وَج۪ٓيءَ يَوْمَئِذٍ بِجَهَنَّمَ يَوْمَئِذٍ يَتَذَكَّرُ الْاِنْسَانُ وَاَنّٰى لَهُ الذِّكْرٰىۜ
Kıyamet sahnelerini tasvir eden bu âyetler, benlik iddiasına, mal-mülk sevdasına kapılarak Allah’a ve insanlara karşı sorumluluğunu unutan insana, hayatın geçiciliğini, kıyametin dehşetini, bunun ardından kendisini bekleyen, hak ettiği büyük cezayı ve sonuç vermeyecek pişmanlığı hatırlatmaktadır.
“Rabbin gelip melekler de saf saf dizildiğinde” diye çevirdiğimiz 22. âyeti, selef dediğimiz daha çok ilk dönem müfessirleri herhangi bir te’vile gitmeksizin âyetin lafzına bağlı kalarak anlamışlardır. Bu âlimler, hesap gününde Allah’ın geleceğine inanırlar, fakat “gelmek”ten maksadın ne olduğu bilgisini Allah’a bırakırlar. Halef denilen sonraki müfessirler ise tenzih ilkesinden hareket ederek âyeti, “Allah’ın gelmesinden maksat O’nun emrinin gelmesidir” şeklinde te’vil etmişlerdir. Buna göre âyetin meâli şöyle olmaktadır: “Rabbinin emri gelip melekler de saf saf dizildiğinde...” Allah’ın veya emrinin gelmesi ve meleklerin saf saf olması gayb âleminden olduğu için bunların mahiyeti hakkında bir şey söylemek mümkün değildir. Müminlerin görevi âhiret hayatına ve dünyada yaptıklarından dolayı orada Allah’ın huzurunda hesap vereceklerine iman etmek ve bu imanın gereklerini yerine getirmektir.
وَج۪ٓيءَ يَوْمَئِذٍ بِجَهَنَّمَ يَوْمَئِذٍ يَتَذَكَّرُ الْاِنْسَانُ
Ayet, atıf harfi وَ ‘la önceki ayete دُكَّتِ ‘e matuftur. Fiil cümlesidir. ج۪ٓيءَ fetha üzere mebni meçhul mazi fiildir. يَوْمَئِذٍ zaman zarfı 21. ayetteki اِذَا دُكَّتِ cümlesinden bedeldir. يَوْمَ zaman zarfı إذ ’e muzaftır. ج۪ٓيءَ ’ye mütealliktir. يَوْمَ ref mahallinde feth üzere mebnidir. إذ mukadder sükun ile mebni bir isimdir.
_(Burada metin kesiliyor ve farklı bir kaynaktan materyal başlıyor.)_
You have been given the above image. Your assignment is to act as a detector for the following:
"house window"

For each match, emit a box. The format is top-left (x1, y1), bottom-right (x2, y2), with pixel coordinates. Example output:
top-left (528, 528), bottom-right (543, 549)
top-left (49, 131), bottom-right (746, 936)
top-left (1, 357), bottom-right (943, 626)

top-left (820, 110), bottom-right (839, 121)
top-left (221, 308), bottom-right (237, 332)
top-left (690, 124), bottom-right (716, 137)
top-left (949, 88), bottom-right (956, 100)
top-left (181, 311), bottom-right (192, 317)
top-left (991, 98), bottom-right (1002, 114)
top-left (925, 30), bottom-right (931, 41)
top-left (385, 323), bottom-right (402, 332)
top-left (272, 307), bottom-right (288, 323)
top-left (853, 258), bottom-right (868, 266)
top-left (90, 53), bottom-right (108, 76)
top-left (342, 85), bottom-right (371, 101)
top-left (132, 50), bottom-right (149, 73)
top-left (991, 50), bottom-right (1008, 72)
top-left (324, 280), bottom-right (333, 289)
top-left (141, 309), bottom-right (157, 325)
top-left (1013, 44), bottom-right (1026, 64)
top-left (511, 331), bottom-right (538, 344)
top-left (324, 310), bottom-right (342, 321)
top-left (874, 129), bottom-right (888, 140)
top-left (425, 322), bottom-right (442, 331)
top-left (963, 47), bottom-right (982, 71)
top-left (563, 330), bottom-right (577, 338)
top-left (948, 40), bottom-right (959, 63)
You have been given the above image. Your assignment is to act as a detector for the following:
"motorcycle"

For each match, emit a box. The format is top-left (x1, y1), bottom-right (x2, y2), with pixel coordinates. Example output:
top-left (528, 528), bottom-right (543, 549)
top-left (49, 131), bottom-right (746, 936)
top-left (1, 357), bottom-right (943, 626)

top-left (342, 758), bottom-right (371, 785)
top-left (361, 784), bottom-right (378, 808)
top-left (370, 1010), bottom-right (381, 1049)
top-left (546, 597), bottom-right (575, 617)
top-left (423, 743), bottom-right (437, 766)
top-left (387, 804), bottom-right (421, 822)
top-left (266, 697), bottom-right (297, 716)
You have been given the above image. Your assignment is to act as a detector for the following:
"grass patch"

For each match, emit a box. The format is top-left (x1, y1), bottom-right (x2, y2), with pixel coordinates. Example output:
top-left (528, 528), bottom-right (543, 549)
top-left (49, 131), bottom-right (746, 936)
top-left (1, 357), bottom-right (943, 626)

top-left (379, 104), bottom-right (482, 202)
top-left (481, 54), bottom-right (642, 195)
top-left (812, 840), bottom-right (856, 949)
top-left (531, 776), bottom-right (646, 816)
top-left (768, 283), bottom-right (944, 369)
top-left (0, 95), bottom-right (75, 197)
Çünkü muzâfun ileyh olarak cer mahallindedir. Aldığı tenvin ise mahzuf bir cümleden ivazdır.
بِجَهَنَّمَ car mecruru ج۪ٓيءَ fiilinin naib-i faili olarak mahallen merfûdur. يَوْمَئِذٍ öncekini tekid eder. يَتَذَكَّرُ damme ile merfû muzari fiildir. الْاِنْسَانُ fail olup lafzen merfûdur. Şartın cevabıdır.
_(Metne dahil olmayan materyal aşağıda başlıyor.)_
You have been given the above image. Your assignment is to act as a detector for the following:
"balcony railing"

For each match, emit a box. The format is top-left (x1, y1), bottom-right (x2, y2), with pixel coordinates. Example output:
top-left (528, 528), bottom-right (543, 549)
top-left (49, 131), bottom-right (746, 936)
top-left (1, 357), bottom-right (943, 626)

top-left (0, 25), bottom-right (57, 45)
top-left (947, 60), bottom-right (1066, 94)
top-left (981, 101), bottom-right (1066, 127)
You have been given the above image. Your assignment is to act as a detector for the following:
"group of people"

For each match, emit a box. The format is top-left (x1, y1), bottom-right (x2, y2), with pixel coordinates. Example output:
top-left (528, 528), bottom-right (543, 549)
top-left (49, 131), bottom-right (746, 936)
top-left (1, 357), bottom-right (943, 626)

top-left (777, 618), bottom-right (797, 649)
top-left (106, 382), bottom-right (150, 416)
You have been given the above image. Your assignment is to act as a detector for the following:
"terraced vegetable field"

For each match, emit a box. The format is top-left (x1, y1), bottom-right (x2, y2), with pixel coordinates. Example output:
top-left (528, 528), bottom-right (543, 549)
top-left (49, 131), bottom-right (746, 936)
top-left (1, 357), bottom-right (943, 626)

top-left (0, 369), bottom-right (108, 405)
يَتَذَكَّرُ fiili sülâsî mücerrede iki harf ilave edilerek mezid yapılan fiillerdendir. تَفَعَّلَ babındadır. Sülâsîsi ذكر ’dir.
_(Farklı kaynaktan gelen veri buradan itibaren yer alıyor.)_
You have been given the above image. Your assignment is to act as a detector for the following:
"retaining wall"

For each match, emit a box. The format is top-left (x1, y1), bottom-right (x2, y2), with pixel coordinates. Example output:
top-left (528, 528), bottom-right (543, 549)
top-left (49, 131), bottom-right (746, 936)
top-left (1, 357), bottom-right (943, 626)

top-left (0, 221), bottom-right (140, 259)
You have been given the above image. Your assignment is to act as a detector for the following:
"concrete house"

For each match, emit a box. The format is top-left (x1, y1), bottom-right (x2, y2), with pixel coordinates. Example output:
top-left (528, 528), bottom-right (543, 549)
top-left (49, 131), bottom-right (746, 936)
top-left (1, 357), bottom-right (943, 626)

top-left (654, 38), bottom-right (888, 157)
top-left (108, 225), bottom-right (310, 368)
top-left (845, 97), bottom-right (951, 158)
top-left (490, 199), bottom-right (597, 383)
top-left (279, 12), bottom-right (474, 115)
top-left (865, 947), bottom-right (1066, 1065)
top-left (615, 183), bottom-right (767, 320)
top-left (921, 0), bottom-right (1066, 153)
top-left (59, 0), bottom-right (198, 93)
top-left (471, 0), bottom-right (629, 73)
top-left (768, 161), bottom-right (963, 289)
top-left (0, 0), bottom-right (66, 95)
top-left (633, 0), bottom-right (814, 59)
Bu bab fiile mutavaat, tekellüf, ittihaz, sayruret, tecennüp (sakınma) ve talep anlamları katar.
وَاَنّٰى لَهُ الذِّكْرٰىۜ
Cümle 21. ayetteki اِذَا دُكَّتِ ‘nin cevabıdır. وَ haliyyedir. İtiraziyye olması da caizdir. اَنّٰى istifham harfi, zaman zarfı olup mahzuf mukaddem habere mütealliktir. لَهُ car mecruru الذِّكْرٰى ‘ya mütealliktir. الذِّكْرٰى muahhar mübteda olup elif üzere mukadder damme ile merfûdur. الذِّكْرٰى kelimesi maksur isimdir.
Maksur isimler: Sondan bir önceki harfi fethalı olup son harfi (ى) olan isimlere “maksur isimler” denir. Maksur isimler genellikle (ى) ile biter. Fakat çok az olarak (ا) ile biten maksur isimler de vardır. Maksur isimlerin sonunda yer alan bu harflere “elif-i maksure” denir. اَلْفَتَى – اَلْعَصَا gibi…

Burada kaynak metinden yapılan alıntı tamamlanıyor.